Writing in Lockdown

Jo Barnden, AL on A215 and A363

For those first, intense weeks of lockdown, I seemed to be out of step with the rest of the world. Everyone was telling Twitter how much time they had to walk through nature and take up knitting, to make TikTok videos and bake bread (if they could track down yeast). Frankly it sounded wonderful but it was not my experience. Quite the contrary, I was chained to my desk trying to write a novel in four weeks – the most intense working challenge of my life.

It started when my agent rang me out of the blue to say that my publisher had ‘had an idea’ and thought I might be the writer to bring it to fruition. Piatkus publish my historical novels as Joanna Courtney. These are works set in 1066 and earlier that take at least a year to research and write, but what they wanted from me now was a contemporary novel, a lockdown love story. Needless to say, we had to move fast.

I was perhaps not as bizarre choice as that makes it sound. Two years ago I’d started writing contemporary fiction as Anna Stuart for another publisher, Trapeze. Both books (Bonnie and Stan and Four Minutes to Save a Life) had done well so hopefully that was some quality assurance for them.

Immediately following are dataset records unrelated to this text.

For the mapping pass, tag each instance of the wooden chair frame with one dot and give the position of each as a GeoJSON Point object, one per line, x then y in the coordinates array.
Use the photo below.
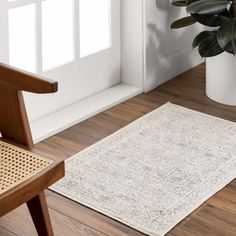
{"type": "Point", "coordinates": [15, 129]}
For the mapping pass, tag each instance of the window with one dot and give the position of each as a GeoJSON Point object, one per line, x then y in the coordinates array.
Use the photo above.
{"type": "Point", "coordinates": [41, 34]}
{"type": "Point", "coordinates": [45, 34]}
{"type": "Point", "coordinates": [95, 26]}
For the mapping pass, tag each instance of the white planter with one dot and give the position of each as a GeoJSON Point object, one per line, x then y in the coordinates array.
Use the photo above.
{"type": "Point", "coordinates": [221, 78]}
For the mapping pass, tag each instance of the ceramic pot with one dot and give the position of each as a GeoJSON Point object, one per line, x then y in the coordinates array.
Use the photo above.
{"type": "Point", "coordinates": [221, 78]}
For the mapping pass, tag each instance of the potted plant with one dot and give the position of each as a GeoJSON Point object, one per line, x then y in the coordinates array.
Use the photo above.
{"type": "Point", "coordinates": [217, 43]}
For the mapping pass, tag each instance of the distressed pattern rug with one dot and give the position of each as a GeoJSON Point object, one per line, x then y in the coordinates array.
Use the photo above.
{"type": "Point", "coordinates": [154, 172]}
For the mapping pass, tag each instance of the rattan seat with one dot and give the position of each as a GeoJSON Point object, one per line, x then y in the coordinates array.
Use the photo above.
{"type": "Point", "coordinates": [24, 171]}
{"type": "Point", "coordinates": [18, 165]}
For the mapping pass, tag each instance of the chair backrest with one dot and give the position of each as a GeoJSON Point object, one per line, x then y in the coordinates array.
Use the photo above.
{"type": "Point", "coordinates": [14, 123]}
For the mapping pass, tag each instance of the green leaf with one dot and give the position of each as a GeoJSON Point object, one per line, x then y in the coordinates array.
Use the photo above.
{"type": "Point", "coordinates": [207, 20]}
{"type": "Point", "coordinates": [207, 6]}
{"type": "Point", "coordinates": [181, 3]}
{"type": "Point", "coordinates": [208, 44]}
{"type": "Point", "coordinates": [226, 34]}
{"type": "Point", "coordinates": [183, 22]}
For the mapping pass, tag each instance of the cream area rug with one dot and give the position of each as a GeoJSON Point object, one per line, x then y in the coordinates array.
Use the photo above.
{"type": "Point", "coordinates": [154, 172]}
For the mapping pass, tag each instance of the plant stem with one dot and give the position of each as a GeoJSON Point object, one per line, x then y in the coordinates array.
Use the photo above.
{"type": "Point", "coordinates": [234, 7]}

More importantly they knew that I’m quite efficient when it comes to writing – though none of us were sure if ‘efficient’ would add up to a 70,000-word novel in four weeks.

This, I was told, was an ‘IP (Intellectual Property) Project’ in which the core idea for the novel had been invented by the publisher – to be precise a lovely editor called Hannah – and I was the ‘hired pen’ to bring it to life. It’s not like ghost writing as I was simply given a handful of characters and a plot outline with the rest very much mine to bring to life. However, because it was her idea the editor was very bought in and very, very helpful in how we put it together. That was to be invaluable in the intense weeks that followed.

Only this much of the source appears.